Tiergeschichten

Jetzt bin ich seit einer Woche wieder zu Hause und denke noch oft ans Elsass zurück. Ich würde gern wieder dahin fahren und dort in Ruhe die alten Stätten und die Pflanzen erkunden.

In der Nähe unseres Dorfes trafen wir bei einem Gehöft auf eine sehr kleine rot-weiß getigerte Katze, vielleicht vier Wochen alt, die uns begrüßte, um meine Beine strich und dann auf Schritt und Tritt folgte. Dann zeigten sich auch ihre Geschwister, die auf einem Holzstapel zwischen Obstbäumen saßen und nicht so zutraulich wie ihr kleiner Bruder oder ihre kleine Schwester waren. Ihre Mutter beobachete uns von Weitem. Nachdem wir ausführlich mit dem kleinen Wesen geschmust hatten, setzten wir unseren Weg fort und das Tier folgte uns. Ich fing an mir Sorgen zu machen. Würde es uns immer weiter begleiten? Und wie würde es zurück zu seiner Familie kommen? Ich weiß ja, daß Katzen einen enormen Orientierungssinn haben, aber diese war so klein und schien uns immer weiter folgen zu wollen. Dann hörten wir lautes Rufen: eins der Katzengeschwister kam hinter uns her und rief. Das Kleine drehte um und ging zu seiner Familie zurück. Es war so schön und rührend, daß dieses Tier keine Scheu vor uns Menschen hatte.

Der Maennelstein, von dem wir bis zum Schwarzwald sehen konnten

Auf der Suche nach dem Jardin des Fées haben wir uns verirrt. Vielleicht lag es an ungenügender Ausschilderung, vielleicht hatten wir beide etwas übersehen, vielleicht wollten die Feen uns nicht empfangen, jedenfalls entschieden wir am späten Nachmittag den Rückweg anzutreten. Wir hatten uns mittlerweile weit von unserem Ausgangspunkt im Ort Lutzelhouse entfernt und kamen unbeabsichtigt am Rande von Urmatt wieder in bewohntes Gebiet. Von dort ging es dann nochmal mit müden Füßen auf Asphaltstraßen einige Kilometer Richtung Auto. An einer Straßenkreuzung entdeckte K. einen Spatz auf der Straße.
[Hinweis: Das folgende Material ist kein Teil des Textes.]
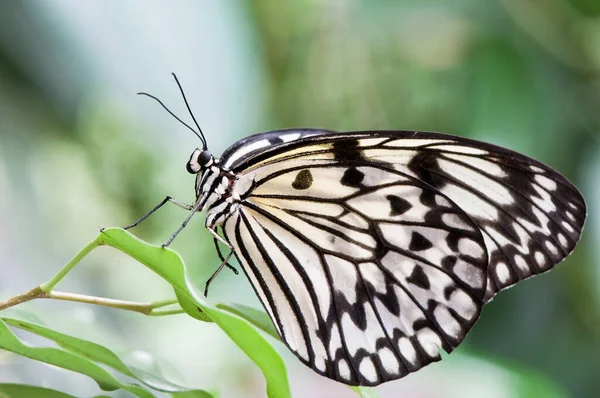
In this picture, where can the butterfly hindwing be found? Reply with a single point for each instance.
(530, 215)
(364, 280)
(371, 250)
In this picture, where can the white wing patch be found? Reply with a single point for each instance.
(371, 251)
(369, 272)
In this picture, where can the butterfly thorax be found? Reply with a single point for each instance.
(215, 193)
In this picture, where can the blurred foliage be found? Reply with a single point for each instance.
(73, 156)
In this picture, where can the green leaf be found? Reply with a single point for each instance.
(365, 392)
(256, 317)
(92, 351)
(22, 390)
(95, 353)
(66, 360)
(169, 265)
(191, 394)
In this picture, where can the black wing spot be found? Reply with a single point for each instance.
(352, 177)
(419, 278)
(398, 205)
(418, 242)
(347, 150)
(426, 168)
(275, 141)
(303, 180)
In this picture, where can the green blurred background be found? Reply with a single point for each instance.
(79, 151)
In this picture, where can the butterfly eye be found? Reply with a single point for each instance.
(204, 158)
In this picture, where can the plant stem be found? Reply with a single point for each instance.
(143, 308)
(34, 293)
(173, 311)
(51, 284)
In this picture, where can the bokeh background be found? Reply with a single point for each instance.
(79, 151)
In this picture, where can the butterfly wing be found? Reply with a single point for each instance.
(531, 216)
(364, 280)
(371, 249)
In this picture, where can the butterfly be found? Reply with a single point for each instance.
(373, 250)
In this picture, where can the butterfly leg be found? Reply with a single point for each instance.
(231, 267)
(193, 210)
(213, 276)
(158, 206)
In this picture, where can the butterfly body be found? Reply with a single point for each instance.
(372, 250)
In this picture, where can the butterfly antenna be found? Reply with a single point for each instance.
(190, 110)
(175, 116)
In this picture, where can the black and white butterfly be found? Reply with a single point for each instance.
(371, 250)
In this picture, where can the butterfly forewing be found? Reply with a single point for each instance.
(371, 250)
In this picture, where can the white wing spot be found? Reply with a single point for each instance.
(470, 247)
(343, 369)
(461, 149)
(407, 350)
(367, 369)
(454, 221)
(546, 182)
(430, 342)
(389, 361)
(540, 258)
(536, 169)
(550, 246)
(567, 226)
(502, 272)
(563, 240)
(521, 263)
(463, 304)
(441, 201)
(469, 273)
(447, 322)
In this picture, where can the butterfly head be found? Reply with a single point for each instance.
(200, 160)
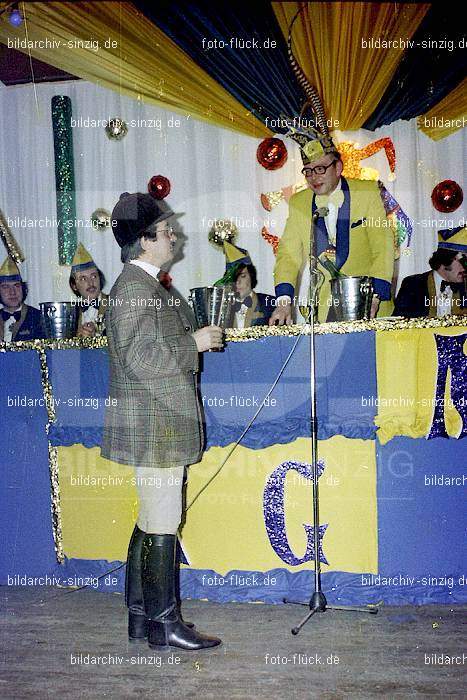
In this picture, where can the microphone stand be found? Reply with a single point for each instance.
(317, 602)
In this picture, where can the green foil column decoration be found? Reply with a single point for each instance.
(64, 178)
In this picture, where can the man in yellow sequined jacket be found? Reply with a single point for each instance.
(354, 234)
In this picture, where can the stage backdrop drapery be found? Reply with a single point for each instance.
(453, 108)
(420, 499)
(327, 42)
(213, 172)
(134, 57)
(259, 76)
(433, 64)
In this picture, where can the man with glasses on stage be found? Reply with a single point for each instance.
(353, 237)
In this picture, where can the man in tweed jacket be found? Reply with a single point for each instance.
(154, 420)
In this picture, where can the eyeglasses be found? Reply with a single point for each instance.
(318, 170)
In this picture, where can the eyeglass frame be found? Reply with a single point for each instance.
(318, 169)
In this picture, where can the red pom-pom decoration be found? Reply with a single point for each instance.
(159, 186)
(271, 153)
(447, 196)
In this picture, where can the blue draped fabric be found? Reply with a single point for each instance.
(233, 385)
(259, 78)
(25, 522)
(425, 75)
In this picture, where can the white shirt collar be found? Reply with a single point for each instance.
(147, 267)
(438, 279)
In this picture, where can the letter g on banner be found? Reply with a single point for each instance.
(274, 516)
(450, 356)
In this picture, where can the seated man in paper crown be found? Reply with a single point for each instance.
(251, 308)
(18, 321)
(442, 290)
(353, 235)
(87, 282)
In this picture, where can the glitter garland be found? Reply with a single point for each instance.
(64, 178)
(342, 327)
(53, 461)
(237, 335)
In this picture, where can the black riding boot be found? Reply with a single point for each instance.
(137, 622)
(165, 627)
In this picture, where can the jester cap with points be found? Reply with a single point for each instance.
(82, 260)
(235, 256)
(453, 239)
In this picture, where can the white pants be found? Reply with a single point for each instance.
(160, 499)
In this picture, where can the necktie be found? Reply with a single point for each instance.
(6, 315)
(336, 198)
(86, 303)
(246, 302)
(453, 285)
(165, 279)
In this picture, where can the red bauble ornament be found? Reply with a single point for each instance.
(271, 154)
(159, 186)
(447, 196)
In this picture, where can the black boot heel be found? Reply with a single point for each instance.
(165, 627)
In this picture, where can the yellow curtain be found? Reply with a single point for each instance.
(447, 116)
(328, 43)
(134, 58)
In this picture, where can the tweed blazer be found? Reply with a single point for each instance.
(154, 417)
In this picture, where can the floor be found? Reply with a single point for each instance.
(58, 643)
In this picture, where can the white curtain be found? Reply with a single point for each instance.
(213, 173)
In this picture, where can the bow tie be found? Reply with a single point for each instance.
(87, 303)
(324, 200)
(165, 279)
(246, 302)
(456, 287)
(6, 315)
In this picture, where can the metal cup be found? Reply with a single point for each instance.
(59, 319)
(352, 298)
(213, 306)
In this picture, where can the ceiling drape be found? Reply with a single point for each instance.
(447, 116)
(144, 63)
(328, 41)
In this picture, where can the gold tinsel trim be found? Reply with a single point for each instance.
(53, 458)
(240, 335)
(247, 334)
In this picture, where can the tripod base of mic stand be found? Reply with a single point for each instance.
(318, 603)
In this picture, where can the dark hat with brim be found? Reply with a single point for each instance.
(134, 213)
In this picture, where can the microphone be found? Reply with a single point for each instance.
(320, 213)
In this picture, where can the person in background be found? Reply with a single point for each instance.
(440, 291)
(18, 321)
(87, 282)
(251, 308)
Er lag auf dem Bauch, einen Flügel seltsam abgespreizt, und atmete sichtbar. Einen Schritt weiter lag der nächste Spatz auf dem Rücken, die kleine Füße angewinkelt. Auch er atmete und sah uns blinzelnd aus glänzenden Augen an. Was war geschehen? Vermutlich waren beide gegen ein vorbeifahrendes Auto geflogen. Sollten oder konnten wir etwas tun? Ich war so erschöpft und konnte keinen klaren Gedanken mehr fassen und sagte zu K.: „Wir können sie hier nur in Ruhe sterben lassen.“ Wir gingen weiter, jede mit schweren Gedanken. Meine Tochter fragte: „Wäre es nicht besser gewesen, die beiden an die Seite zu legen, damit kein Auto über sie fährt?“ Ja, vielleicht. Vielleicht auch nicht. K. schlug vor, die Vögel in Sicherheit zu bringen, wenn wir mit dem Auto an dieser Stelle vorbeikämen. Das war nach etwa 20 Minuten. Beide Vögel waren verschwunden. Keine toten Vögel, keine Spur auf dem Asphalt. Langsam kam zögernde Erleichterung: sehr wahrscheinlich hatten die Tiere sich wieder berappelt und waren weggeflogen. Ich habe das vor einigen Jahren mal mit einem Buntspecht erlebt, der mit lautem Knall gegen eins meiner Küchenfenster geflogen war und draußen im Kies lag, lebendig, aber sichtlich benommen. Glücklicherweise hielt sich die Katze drinnen auf. Ab und zu sah ich nach dem Vogel, der schwer atmete und offensichtlich damit beschäftigt war, sich wieder zu sortieren. Irgendwann war er dann weg.